Don't leave it unproved .

Total number of 5 digits are 90000.So probability suggests that the chance for the sum of the digits in a number are equal for both odd and even, which is 1/2.So 90000/2 are the 5 digit numbers whose digits' sum is even. THis is the easiest logical method.
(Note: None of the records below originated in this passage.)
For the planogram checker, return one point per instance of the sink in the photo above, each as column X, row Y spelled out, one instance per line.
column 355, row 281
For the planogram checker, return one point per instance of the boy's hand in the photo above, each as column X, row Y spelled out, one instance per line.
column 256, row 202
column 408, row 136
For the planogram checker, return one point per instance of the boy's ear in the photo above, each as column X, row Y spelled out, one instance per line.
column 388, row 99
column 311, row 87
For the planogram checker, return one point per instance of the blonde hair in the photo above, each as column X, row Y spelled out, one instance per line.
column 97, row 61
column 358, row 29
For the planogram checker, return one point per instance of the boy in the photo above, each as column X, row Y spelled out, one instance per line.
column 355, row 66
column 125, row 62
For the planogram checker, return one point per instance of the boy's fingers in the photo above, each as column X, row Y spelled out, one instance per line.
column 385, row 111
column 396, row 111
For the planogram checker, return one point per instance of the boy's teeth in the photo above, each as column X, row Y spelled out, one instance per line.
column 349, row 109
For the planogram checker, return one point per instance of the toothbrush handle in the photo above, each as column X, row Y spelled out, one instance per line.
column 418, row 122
$9*({10}^{4}) - ({5}^{5}*\left( \begin{matrix} 4 \\ 0 \end{matrix} \right) + \left( \begin{matrix} 4 \\ 1 \end{matrix} \right)*({5}^{3}*4*5) + {5}^{5}*\left( \begin{matrix} 4 \\ 2 \end{matrix} \right) + \left( \begin{matrix} 4 \\ 3 \end{matrix} \right)*({5}^{3}*4*5) + {5}^{5}\left( \begin{matrix} 4 \\ 4 \end{matrix} \right))$

How I reached to it is quite understandable, I guess.
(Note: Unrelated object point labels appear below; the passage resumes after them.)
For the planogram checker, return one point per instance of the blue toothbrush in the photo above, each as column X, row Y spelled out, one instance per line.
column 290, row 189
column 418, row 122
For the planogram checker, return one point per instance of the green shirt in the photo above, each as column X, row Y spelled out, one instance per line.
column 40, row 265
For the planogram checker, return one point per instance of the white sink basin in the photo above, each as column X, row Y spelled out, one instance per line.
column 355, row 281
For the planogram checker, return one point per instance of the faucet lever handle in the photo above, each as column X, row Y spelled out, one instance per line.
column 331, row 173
That is what is not actually a nice solution. U are just taking half as a nice choice. Try to use combinatorics and finally take out 45000. Prove half will be solutionb

I have first finded out that total 5 digit numbers is 90000 and out of which half are even and other half are no other possibilities. Thus total even 5 digit numbers are 90000/2 .
Thanks @Utsav Singhal, as I havn tried this for first time. Yeah :).